Friday, December 13, 2019

December 13, 1961 -- Michigan Avenue Sees First Hotel in 40 Years

marriott.com

December 13, 1961 – In ceremonies that officially mark the completion of foundation work, the new hotel under construction at the northeast corner of Delaware Place and Michigan Avenue is officially named the Continental.  Several hundred civic and business leaders are on hand for a ceremony that marks the first hotel to be built on North Michigan Avenue in four decades.  The hotel will rise 15 stories and cost $15 million with a total of 400 rooms, meeting rooms, and a swimming pool on the top floor.  The Continental is long gone.  It is today a Westin.

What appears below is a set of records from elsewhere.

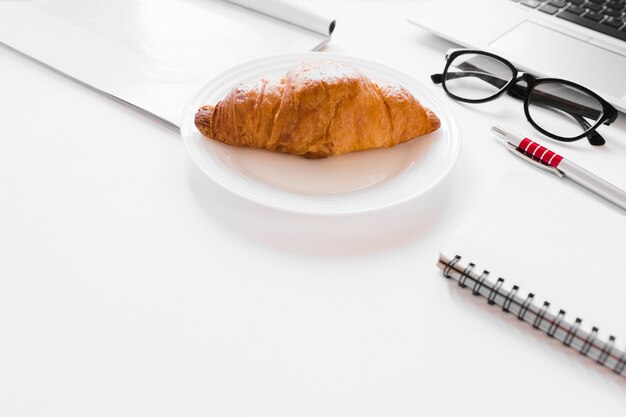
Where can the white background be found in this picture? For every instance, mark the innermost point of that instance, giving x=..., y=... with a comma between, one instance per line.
x=132, y=285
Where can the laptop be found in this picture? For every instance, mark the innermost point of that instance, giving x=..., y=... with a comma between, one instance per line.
x=580, y=40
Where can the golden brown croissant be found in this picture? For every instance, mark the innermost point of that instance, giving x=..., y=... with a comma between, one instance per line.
x=319, y=109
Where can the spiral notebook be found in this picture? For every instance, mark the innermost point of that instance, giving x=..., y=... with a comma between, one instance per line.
x=550, y=254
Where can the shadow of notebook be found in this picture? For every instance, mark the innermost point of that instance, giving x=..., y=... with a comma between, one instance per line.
x=553, y=240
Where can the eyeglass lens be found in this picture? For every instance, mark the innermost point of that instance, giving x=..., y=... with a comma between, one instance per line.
x=476, y=76
x=557, y=108
x=563, y=110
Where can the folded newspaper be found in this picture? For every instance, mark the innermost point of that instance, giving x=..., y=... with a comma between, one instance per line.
x=154, y=54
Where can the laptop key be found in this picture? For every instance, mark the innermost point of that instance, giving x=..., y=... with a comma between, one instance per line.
x=558, y=3
x=546, y=8
x=594, y=7
x=576, y=9
x=531, y=3
x=617, y=5
x=615, y=23
x=588, y=23
x=596, y=17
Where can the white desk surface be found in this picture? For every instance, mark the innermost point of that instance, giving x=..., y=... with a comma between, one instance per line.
x=132, y=285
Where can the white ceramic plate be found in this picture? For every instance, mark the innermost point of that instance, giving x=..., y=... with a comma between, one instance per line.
x=352, y=183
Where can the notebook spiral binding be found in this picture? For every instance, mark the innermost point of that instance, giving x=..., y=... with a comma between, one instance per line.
x=555, y=326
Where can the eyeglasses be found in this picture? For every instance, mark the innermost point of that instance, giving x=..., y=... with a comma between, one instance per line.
x=558, y=108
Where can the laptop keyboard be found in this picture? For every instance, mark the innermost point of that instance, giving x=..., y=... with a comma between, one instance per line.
x=604, y=16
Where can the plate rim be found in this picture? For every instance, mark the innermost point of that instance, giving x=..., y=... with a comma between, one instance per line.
x=452, y=125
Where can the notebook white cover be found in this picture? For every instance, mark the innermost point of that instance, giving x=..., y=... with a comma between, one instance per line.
x=555, y=240
x=155, y=54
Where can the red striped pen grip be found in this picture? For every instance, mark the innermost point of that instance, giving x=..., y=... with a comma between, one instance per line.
x=539, y=153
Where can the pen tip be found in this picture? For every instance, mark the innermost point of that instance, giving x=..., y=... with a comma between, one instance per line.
x=499, y=131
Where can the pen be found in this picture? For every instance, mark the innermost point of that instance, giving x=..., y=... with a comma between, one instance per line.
x=550, y=161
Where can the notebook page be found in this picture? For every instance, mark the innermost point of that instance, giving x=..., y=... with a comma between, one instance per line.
x=294, y=13
x=554, y=240
x=151, y=54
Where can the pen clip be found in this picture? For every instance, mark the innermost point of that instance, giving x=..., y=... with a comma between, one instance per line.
x=528, y=159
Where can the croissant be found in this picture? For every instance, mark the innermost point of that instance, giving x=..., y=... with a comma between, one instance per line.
x=318, y=109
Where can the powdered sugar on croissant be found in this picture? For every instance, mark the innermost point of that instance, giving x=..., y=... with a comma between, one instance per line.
x=320, y=108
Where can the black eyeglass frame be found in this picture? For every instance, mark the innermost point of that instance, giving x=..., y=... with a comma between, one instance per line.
x=512, y=87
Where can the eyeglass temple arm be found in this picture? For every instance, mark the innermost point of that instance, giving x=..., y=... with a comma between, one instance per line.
x=518, y=91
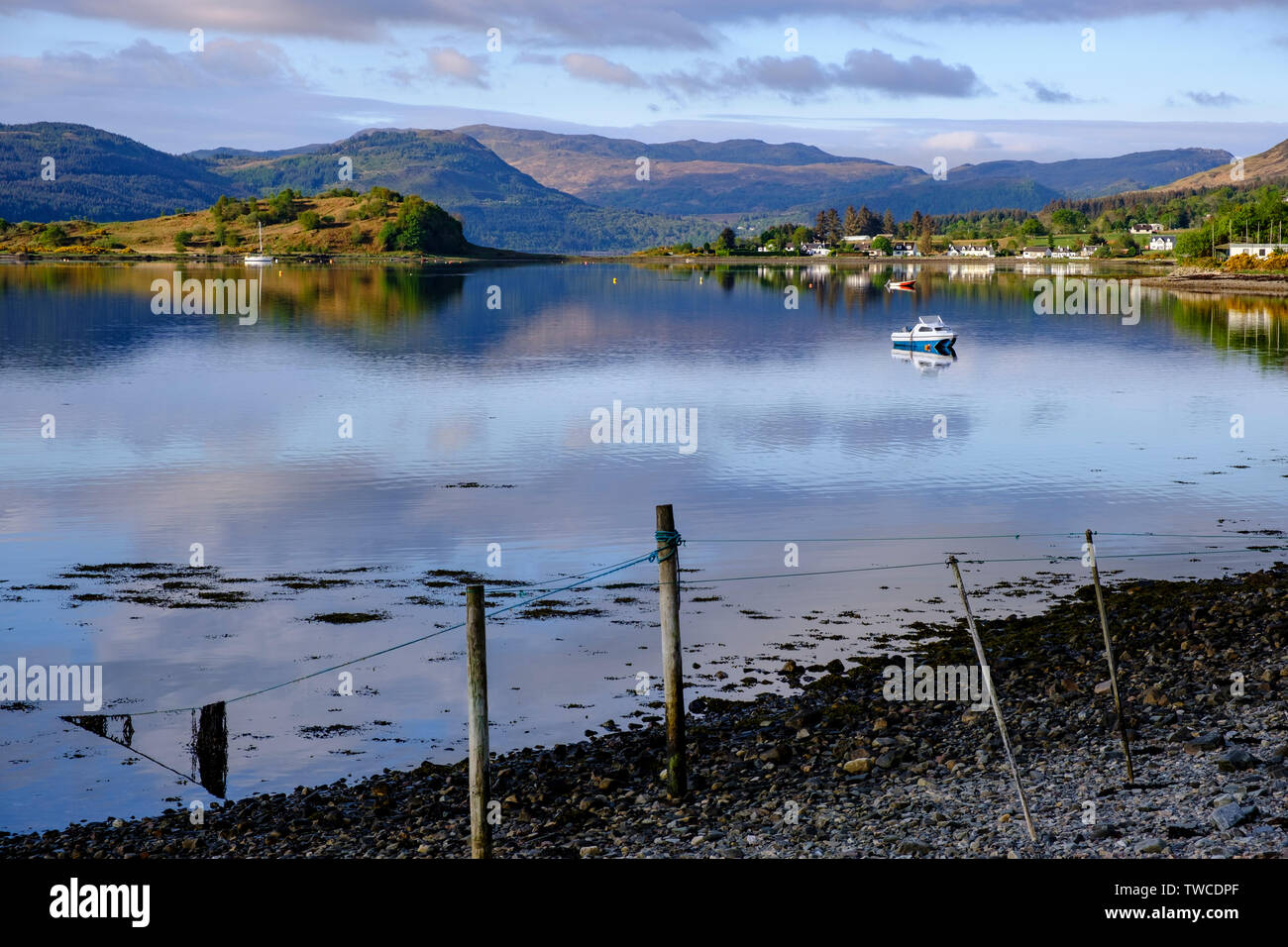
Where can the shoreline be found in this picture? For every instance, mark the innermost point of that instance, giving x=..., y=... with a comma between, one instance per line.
x=1220, y=281
x=835, y=770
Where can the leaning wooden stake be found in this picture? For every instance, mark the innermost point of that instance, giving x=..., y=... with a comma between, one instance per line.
x=673, y=667
x=992, y=697
x=1109, y=654
x=476, y=644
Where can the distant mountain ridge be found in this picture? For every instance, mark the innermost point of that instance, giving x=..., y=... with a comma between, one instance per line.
x=90, y=169
x=541, y=191
x=751, y=176
x=1269, y=165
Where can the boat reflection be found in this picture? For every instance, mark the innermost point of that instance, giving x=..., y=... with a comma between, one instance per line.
x=926, y=363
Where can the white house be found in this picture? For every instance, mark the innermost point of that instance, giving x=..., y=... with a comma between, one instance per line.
x=970, y=250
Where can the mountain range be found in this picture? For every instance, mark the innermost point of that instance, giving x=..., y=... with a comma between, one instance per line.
x=539, y=191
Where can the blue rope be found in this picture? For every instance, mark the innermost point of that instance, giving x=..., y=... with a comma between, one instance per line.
x=673, y=541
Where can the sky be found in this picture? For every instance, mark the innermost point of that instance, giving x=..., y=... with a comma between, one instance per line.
x=906, y=81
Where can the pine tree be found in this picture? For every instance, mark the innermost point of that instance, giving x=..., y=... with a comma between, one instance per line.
x=851, y=222
x=833, y=227
x=870, y=224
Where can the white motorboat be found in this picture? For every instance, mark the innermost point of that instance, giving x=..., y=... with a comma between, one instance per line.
x=930, y=334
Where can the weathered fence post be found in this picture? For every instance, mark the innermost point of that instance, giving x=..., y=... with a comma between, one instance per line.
x=1109, y=654
x=673, y=667
x=992, y=697
x=476, y=643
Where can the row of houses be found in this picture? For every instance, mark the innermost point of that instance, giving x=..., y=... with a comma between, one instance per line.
x=1164, y=243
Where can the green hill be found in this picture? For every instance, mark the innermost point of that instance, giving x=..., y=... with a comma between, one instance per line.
x=97, y=175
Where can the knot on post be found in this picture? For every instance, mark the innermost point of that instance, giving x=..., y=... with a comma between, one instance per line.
x=673, y=541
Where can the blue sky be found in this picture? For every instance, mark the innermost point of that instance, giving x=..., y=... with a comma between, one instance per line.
x=909, y=81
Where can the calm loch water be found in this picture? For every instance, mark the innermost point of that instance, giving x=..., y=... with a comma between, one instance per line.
x=472, y=442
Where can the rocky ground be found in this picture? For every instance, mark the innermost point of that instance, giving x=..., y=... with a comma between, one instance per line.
x=837, y=770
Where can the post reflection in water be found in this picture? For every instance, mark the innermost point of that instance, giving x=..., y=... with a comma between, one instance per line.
x=209, y=746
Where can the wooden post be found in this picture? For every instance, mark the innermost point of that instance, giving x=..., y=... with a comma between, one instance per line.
x=992, y=697
x=1109, y=654
x=673, y=661
x=476, y=644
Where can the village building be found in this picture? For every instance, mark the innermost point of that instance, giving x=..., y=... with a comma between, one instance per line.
x=970, y=250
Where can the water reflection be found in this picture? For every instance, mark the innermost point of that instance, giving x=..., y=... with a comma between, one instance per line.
x=209, y=746
x=925, y=363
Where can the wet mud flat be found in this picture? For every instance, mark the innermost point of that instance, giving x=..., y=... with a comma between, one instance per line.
x=1222, y=281
x=833, y=768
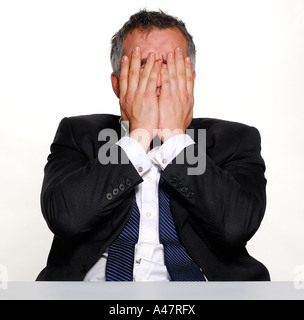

landscapearchitecturemagazine.com
December 13, 2014 – Although visitors will still be kept from walking on new sod and a section of the children’s play area won’t be finished until the spring of 2015, Maggie Daley Park opens at 11:30 a.m.  Replacing the Bicentennial Plaza east of Columbus Drive between Randolph and Monroe Streets, the park is named for the former Mayor Richard M. Daley’s wife, who died from breast cancer in 2011.  Under the guidance of landscape architect Michael Van Valkenburgh, the 27-acre park takes two years to construct at a cost of $60 million.  The park features a one-quarter-mile ice skating ribbon, tennis courts, rock-climbing walls, and a Play Garden, along with the Richard and Annette Bloch Cancer Survivors Garden, as well as many other features.  Mayor Rahm Emanuel is especially impressed with the children’s playground, saying, “It will allow kids to challenge themselves and do things they didn’t know they could do.”  [Chicago Tribune, December 13, 2014]  


December 13, 1882 – The Chicago Daily Tribune publishes an editorial in which it protests strongly against an elevated railroad in the city, saying:  “The public should organize its protest against any scheme of this kind with a promptness and emphasis that shall leave the Council no doubt about the popular disapproval which unquestionably prevails.  There is neither necessity nor demand for elevated railways in Chicago.” [Chicago Daily Tribune, December 13, 1882] The editorial goes on to remind those behind the elevated scheme of a provision in the Illinois Constitution that “private property shall not be taken or damaged for public use without just compensation ... such compensation, when not made by the State, shall be ascertained by a jury.”  Using this constitutional provision, the writers go on to say, “Probably the full significance of this constitutional provision has not occurred to the gentlemen who are so eager to supply Chicago with an elevated railway system which Chicago doesn’t want.  They may discover that their purses, long as they are, will not hold out to satisfy the owners of the property which they propose to destroy.”  It took another ten years of wrangling, but the elevated system’s first train left the station in June of 1892.


December 13, 1951 – Illinois Governor Adlai Stevenson II, Indiana Governor Henry Schricker and Cook County Board President William Erickson come together to dedicate the Calumet Expressway and its Tri-State Parkway extension, extending from U. S. Route 41 in Hammond to Doty Avenue and 130th Street in Chicago.  The new parkway allows motorists to bypass the industrial areas of northern Indiana and South Chicago in order to connect with a national toll road that will cross Indiana and Ohio and join the existing Pennsylvania turnpike.